Nationalitäten im Kaukasus

Die Bevölkerung Armeniens besteht zu 88 Prozent aus Armeniern, die Aserbaidschans zu 67 Prozent aus Aserbaidschanern, die Georgiens zu 65 Prozent aus Georgiern. Der jeweilige Rest besteht aus den ungeliebten Nachbarn, den Russen und sonstigen Völkerschaften. 40 Sprachen werden auf dem Gebiet dieser drei Republiken gesprochen und viele von ihnen nirgendwo sonst. Kulturelle Unterschiede und gegenseitige Ressentiments sind groß.

Die Armenier sind wahrscheinlich Nachfahren der Phrygier und damit anatolisches Urgestein. Christianisiert wurden sie im vierten Jahrhundert, ihre Schrift datiert aus dem sechsten Jahrhundert. Außerhalb ihres Gebietes waren sie im Osmanischen Reich als weltoffene Kaufleute in allen größeren Städten ansässig. Das weckte auch bei den Georgiern Ressentiments. 1890 wurde in Tiflis, damals eine überwiegend armenische Stadt, die nationalistische Daschnaken-Bewegung gegründet; ab 1894 begannen die Massaker durch die osmanische Armee und die Pogrome durch Türken und Kurden, die in dem Völkermord an den Armeniern 1915/16 ihren schauerlichen Abschluß fanden.

Die Aserbaidschaner wiederum sprechen Türkisch und sind Schiiten. 1828 wurde ihr Land aufgeteilt. Der Norden, die heutige Sowjetrepublik, kam zu Rußland, der Süden blieb bei Persien. Die nationalistische Intelligenz, die Ende des 19.Jahrhunderts entstand, hing den großtürkischen Träumen der „Jungtürken“ in Konstantinopel nach. Das schloß Solidarität mit den Armenieren aus.

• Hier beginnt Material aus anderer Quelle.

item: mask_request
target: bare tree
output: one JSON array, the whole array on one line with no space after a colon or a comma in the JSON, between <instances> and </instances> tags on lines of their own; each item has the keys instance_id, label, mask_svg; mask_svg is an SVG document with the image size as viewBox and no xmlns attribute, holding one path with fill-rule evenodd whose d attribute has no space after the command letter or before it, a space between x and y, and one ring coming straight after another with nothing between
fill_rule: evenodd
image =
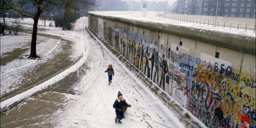
<instances>
[{"instance_id":1,"label":"bare tree","mask_svg":"<svg viewBox=\"0 0 256 128\"><path fill-rule=\"evenodd\" d=\"M7 2L6 0L3 0L11 9L16 11L21 15L34 20L29 57L37 57L36 38L39 17L42 13L51 9L58 0L13 0L12 2Z\"/></svg>"}]
</instances>

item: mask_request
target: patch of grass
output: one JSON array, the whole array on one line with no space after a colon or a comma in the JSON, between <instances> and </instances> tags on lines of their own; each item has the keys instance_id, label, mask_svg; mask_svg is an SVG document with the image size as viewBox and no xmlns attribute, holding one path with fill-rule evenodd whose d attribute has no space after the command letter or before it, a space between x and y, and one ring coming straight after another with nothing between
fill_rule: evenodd
<instances>
[{"instance_id":1,"label":"patch of grass","mask_svg":"<svg viewBox=\"0 0 256 128\"><path fill-rule=\"evenodd\" d=\"M21 58L20 55L29 49L29 48L23 49L18 48L14 49L12 51L3 54L3 56L1 56L0 65L1 66L6 65L8 63L15 59Z\"/></svg>"}]
</instances>

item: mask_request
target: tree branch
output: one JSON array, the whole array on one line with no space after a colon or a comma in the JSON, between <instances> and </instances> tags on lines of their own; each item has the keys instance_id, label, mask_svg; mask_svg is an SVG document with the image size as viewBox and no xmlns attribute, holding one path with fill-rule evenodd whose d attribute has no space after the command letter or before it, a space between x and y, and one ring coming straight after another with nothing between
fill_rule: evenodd
<instances>
[{"instance_id":1,"label":"tree branch","mask_svg":"<svg viewBox=\"0 0 256 128\"><path fill-rule=\"evenodd\" d=\"M19 13L20 13L21 15L23 15L25 17L30 17L31 18L33 19L34 19L35 18L35 17L34 17L34 15L33 14L31 13L30 12L25 12L25 11L22 11L21 10L19 10L19 9L13 6L12 5L11 5L10 4L9 4L9 3L8 3L6 0L3 0L3 2L6 4L8 6L9 6L9 7L10 7L10 8L11 8L11 9L16 11L16 12L18 12ZM29 15L28 15L27 14L24 14L24 13L28 13L29 14L30 14L31 15L32 15L31 16Z\"/></svg>"}]
</instances>

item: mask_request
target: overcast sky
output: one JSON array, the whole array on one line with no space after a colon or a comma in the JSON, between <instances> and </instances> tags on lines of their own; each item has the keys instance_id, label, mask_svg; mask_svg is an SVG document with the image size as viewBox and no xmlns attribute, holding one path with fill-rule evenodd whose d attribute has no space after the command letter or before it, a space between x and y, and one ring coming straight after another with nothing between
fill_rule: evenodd
<instances>
[{"instance_id":1,"label":"overcast sky","mask_svg":"<svg viewBox=\"0 0 256 128\"><path fill-rule=\"evenodd\" d=\"M166 0L147 0L147 1L165 1ZM141 0L135 0L135 1L141 1ZM167 0L167 1L168 2L168 3L169 4L172 4L172 3L174 3L175 1L177 1L177 0Z\"/></svg>"}]
</instances>

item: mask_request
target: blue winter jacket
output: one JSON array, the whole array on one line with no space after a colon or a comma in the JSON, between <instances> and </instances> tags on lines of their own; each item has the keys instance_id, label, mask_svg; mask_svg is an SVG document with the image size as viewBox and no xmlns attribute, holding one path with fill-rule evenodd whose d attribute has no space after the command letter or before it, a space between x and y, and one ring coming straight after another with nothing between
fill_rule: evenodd
<instances>
[{"instance_id":1,"label":"blue winter jacket","mask_svg":"<svg viewBox=\"0 0 256 128\"><path fill-rule=\"evenodd\" d=\"M113 68L109 67L107 69L107 70L105 71L105 73L108 72L108 76L112 76L115 73L114 72L114 69Z\"/></svg>"},{"instance_id":2,"label":"blue winter jacket","mask_svg":"<svg viewBox=\"0 0 256 128\"><path fill-rule=\"evenodd\" d=\"M116 109L116 111L118 111L120 109L122 111L123 105L124 105L127 107L131 106L130 105L125 102L123 99L122 99L122 100L120 100L120 99L118 98L116 101L115 101L115 102L114 102L113 108Z\"/></svg>"}]
</instances>

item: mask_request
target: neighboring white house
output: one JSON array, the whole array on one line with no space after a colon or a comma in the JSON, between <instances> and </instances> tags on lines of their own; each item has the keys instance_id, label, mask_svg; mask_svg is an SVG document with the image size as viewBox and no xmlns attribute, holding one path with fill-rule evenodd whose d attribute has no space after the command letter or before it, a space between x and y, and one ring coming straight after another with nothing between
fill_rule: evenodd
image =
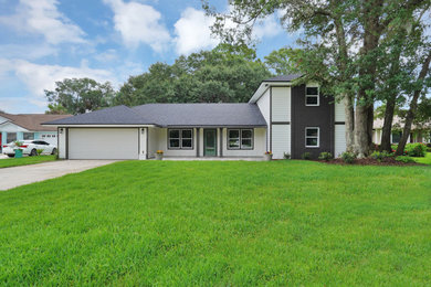
<instances>
[{"instance_id":1,"label":"neighboring white house","mask_svg":"<svg viewBox=\"0 0 431 287\"><path fill-rule=\"evenodd\" d=\"M339 156L343 105L316 84L292 86L299 76L263 81L246 104L116 106L44 125L57 128L65 159L150 159L157 150L165 157Z\"/></svg>"},{"instance_id":2,"label":"neighboring white house","mask_svg":"<svg viewBox=\"0 0 431 287\"><path fill-rule=\"evenodd\" d=\"M402 128L404 124L398 116L393 117L392 132L390 135L390 142L398 144L402 136ZM372 141L377 145L381 144L381 135L383 128L383 119L377 118L374 123ZM407 140L408 142L431 142L431 123L424 123L421 126L412 125L411 132Z\"/></svg>"},{"instance_id":3,"label":"neighboring white house","mask_svg":"<svg viewBox=\"0 0 431 287\"><path fill-rule=\"evenodd\" d=\"M24 114L12 115L0 113L0 151L3 145L15 140L41 139L52 145L57 144L56 128L42 126L48 120L55 120L71 115Z\"/></svg>"}]
</instances>

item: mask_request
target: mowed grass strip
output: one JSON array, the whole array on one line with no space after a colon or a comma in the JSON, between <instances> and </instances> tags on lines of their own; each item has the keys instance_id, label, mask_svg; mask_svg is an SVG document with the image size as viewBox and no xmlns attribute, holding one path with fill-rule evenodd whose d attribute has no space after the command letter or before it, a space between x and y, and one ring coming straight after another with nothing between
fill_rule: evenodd
<instances>
[{"instance_id":1,"label":"mowed grass strip","mask_svg":"<svg viewBox=\"0 0 431 287\"><path fill-rule=\"evenodd\" d=\"M431 284L431 169L125 161L0 192L6 285Z\"/></svg>"},{"instance_id":2,"label":"mowed grass strip","mask_svg":"<svg viewBox=\"0 0 431 287\"><path fill-rule=\"evenodd\" d=\"M424 158L413 158L416 162L431 166L431 152L427 152Z\"/></svg>"},{"instance_id":3,"label":"mowed grass strip","mask_svg":"<svg viewBox=\"0 0 431 287\"><path fill-rule=\"evenodd\" d=\"M11 159L0 159L0 169L35 164L46 161L53 161L56 159L56 156L36 156L36 157L23 157L23 158L11 158Z\"/></svg>"}]
</instances>

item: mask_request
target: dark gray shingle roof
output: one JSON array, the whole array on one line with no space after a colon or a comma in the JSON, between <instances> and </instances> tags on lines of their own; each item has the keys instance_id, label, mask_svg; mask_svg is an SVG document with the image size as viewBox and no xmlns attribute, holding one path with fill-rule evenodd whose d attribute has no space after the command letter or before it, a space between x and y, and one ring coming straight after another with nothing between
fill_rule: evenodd
<instances>
[{"instance_id":1,"label":"dark gray shingle roof","mask_svg":"<svg viewBox=\"0 0 431 287\"><path fill-rule=\"evenodd\" d=\"M292 82L301 76L302 74L281 75L281 76L267 78L263 82Z\"/></svg>"},{"instance_id":2,"label":"dark gray shingle roof","mask_svg":"<svg viewBox=\"0 0 431 287\"><path fill-rule=\"evenodd\" d=\"M46 125L266 126L255 104L148 104L116 106Z\"/></svg>"},{"instance_id":3,"label":"dark gray shingle roof","mask_svg":"<svg viewBox=\"0 0 431 287\"><path fill-rule=\"evenodd\" d=\"M266 126L255 104L148 104L133 108L160 126Z\"/></svg>"},{"instance_id":4,"label":"dark gray shingle roof","mask_svg":"<svg viewBox=\"0 0 431 287\"><path fill-rule=\"evenodd\" d=\"M45 125L139 125L150 123L145 116L136 114L126 106L104 108L87 114L44 123Z\"/></svg>"}]
</instances>

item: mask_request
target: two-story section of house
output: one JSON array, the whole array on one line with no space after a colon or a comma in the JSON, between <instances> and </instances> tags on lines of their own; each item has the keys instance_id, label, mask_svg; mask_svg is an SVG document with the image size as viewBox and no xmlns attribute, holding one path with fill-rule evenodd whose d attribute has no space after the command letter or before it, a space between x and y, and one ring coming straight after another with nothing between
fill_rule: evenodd
<instances>
[{"instance_id":1,"label":"two-story section of house","mask_svg":"<svg viewBox=\"0 0 431 287\"><path fill-rule=\"evenodd\" d=\"M338 157L346 150L344 105L322 95L315 83L293 86L299 76L263 81L249 102L266 120L267 150L274 159L298 159L305 152L317 158L324 151Z\"/></svg>"}]
</instances>

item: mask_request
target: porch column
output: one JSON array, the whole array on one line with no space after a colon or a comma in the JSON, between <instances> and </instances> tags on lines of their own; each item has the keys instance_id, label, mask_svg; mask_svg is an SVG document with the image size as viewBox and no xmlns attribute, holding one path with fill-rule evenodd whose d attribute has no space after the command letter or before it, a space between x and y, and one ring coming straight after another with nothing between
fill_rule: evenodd
<instances>
[{"instance_id":1,"label":"porch column","mask_svg":"<svg viewBox=\"0 0 431 287\"><path fill-rule=\"evenodd\" d=\"M148 128L138 128L139 131L139 159L148 159Z\"/></svg>"},{"instance_id":2,"label":"porch column","mask_svg":"<svg viewBox=\"0 0 431 287\"><path fill-rule=\"evenodd\" d=\"M219 128L219 158L223 157L223 128Z\"/></svg>"},{"instance_id":3,"label":"porch column","mask_svg":"<svg viewBox=\"0 0 431 287\"><path fill-rule=\"evenodd\" d=\"M196 157L200 157L200 128L196 128Z\"/></svg>"}]
</instances>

Mit der Oktoberrevolution bricht die russische Herrschaft der ganzen Region zusammen. Eine antibolschewikische transkaukasische Republik scheitert an den internen Nationalzwisten. Das Ende des Bürgerkriegs zwischen Armeniern und Aserbaidschanern beendete auch die kaukasischen Wirren. Die bürgerliche Regierung Aserbaidschans wird 1920 durch einen bolschewistischen Aufstand in Baku mühelos beseitigt. Die armenische Daschnaken-Regierung, die die Weißgardisten unterstützt hat, schickt sich 1920 an, Ostanatolien zu besetzen. Ihre Armee wird jedoch von Kemal Atatürk vernichtend geschlagen. Die Daschnaken-Regierung stürzt, die Rote Armee marschiert ein.

In der Zeit der harten Diktatur treten nach außen hin keine sichtbaren Probleme auf. Erst die Lockerung nach Stalins Tod macht die Instabilität des Nationalitätenmodells deutlich. Jede Nation soll danach vor allem kulturelle Autonomie haben. Die Sprache der Völker untereinander aber soll Russisch sein.

Die Nationalsprachen werden so allmählich zu Bauernsprachen. Zumindest befürchten das jene, die die Russifizierung aktiv bekämpfen.

Deren Kampf ist keinesweigs hoffnungslos, denn ihr mächtigster Verbündeter ist der russische Chauvinismus selbst. Nationalistischer Druck und Assimilationszwang schaffen immer wieder entsprechende Gegenbewegungen, und die haben ihre Eigendynamik.